While that situation leads itself to some brilliant comedy and worth any popcorn sit down viewing, there is much more at work here than just the madcap adventures of some fish out of water put in a tropical setting.

What you do see if examined more closely is some intelligent satirical comments on a culture war between the haves and the have nots. What is brilliant about Club Paradise is how subtle they do it and all to a snappy reggae beat that will have your toes tapping and your head bobbing singing, “Yeah Mon, I dig where ya comin’ from.”

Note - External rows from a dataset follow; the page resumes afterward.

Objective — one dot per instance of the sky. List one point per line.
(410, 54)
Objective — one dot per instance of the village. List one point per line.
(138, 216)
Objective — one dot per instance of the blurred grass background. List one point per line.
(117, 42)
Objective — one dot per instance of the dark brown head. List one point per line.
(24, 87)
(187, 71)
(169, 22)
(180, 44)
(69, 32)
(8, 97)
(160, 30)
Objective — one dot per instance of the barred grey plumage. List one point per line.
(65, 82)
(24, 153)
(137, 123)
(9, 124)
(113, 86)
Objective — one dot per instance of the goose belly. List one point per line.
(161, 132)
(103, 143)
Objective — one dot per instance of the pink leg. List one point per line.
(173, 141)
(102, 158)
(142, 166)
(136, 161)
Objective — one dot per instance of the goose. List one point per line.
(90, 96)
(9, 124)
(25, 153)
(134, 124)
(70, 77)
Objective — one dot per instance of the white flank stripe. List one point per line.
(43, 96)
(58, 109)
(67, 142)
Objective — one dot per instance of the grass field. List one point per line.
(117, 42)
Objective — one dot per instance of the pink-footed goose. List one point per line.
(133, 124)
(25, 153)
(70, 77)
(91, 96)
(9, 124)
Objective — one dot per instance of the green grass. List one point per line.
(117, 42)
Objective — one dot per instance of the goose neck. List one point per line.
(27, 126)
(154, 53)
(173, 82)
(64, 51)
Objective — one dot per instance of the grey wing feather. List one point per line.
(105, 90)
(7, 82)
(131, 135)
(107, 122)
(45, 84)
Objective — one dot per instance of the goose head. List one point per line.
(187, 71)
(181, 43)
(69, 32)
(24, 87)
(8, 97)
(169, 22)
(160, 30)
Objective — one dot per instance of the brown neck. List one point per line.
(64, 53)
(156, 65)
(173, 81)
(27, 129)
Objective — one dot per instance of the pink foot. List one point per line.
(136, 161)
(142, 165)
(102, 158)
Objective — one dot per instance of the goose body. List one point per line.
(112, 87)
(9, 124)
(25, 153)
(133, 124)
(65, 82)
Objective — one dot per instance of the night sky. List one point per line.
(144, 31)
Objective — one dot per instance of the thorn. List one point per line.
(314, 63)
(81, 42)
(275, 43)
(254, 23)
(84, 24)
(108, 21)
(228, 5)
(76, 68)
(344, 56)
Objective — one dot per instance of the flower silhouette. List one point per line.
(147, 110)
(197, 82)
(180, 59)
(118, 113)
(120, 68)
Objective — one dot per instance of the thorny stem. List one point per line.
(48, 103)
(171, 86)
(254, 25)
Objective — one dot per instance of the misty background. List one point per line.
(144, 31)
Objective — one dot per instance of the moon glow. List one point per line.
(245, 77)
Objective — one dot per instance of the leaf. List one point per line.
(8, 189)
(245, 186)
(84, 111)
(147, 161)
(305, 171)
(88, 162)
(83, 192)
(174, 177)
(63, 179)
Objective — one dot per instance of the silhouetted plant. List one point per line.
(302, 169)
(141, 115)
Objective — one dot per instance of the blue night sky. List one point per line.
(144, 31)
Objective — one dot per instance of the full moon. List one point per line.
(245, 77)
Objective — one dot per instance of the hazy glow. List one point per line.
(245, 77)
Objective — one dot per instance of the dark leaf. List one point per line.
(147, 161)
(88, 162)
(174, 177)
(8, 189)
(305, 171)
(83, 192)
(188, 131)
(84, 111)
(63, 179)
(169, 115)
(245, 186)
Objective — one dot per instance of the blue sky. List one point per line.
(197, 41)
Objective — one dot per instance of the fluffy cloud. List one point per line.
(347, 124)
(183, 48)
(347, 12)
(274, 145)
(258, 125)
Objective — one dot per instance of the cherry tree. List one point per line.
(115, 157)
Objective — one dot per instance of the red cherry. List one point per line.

Robin Williams is his comic genius self in Club Paradise as he allowed himself to relax in his early film roles. So if you like him in such other roles as Good Morning Vietnam or the Genie in Aladdin compared to when he gets that “I’ve got to send a message in my films” roles like Awakenings or Deconstructing Harry; both fine films though I prefer the comic to the preacher Williams.

What is amazing about Club Paradise and a lot of fun is all the small roles and actors who played them. There is no way a film like this could be made now days with such high quality actors. The acting budget for this troop now would topple the entire film budget. You will find yourself saying, “Oh, I know this guy! He’s great!” Acting small roles to perfection and worth a million laughs in Club Paradise are Eugene Levy, Andrea Martin, Rick Moranis and even Peter O’Toole delivers a good bit of acting in an almost throw away role for him.

Bottom line is this is a very nice little comedy with some great music that is perfect for a sit down and bowl of popcorn that is deeper in depth than your average mediocre farce. Have fun with this one the first time you watch it and look for all the subtext sometime later when your alone. View it the first time in a crowd and have a blast at Club Paradise.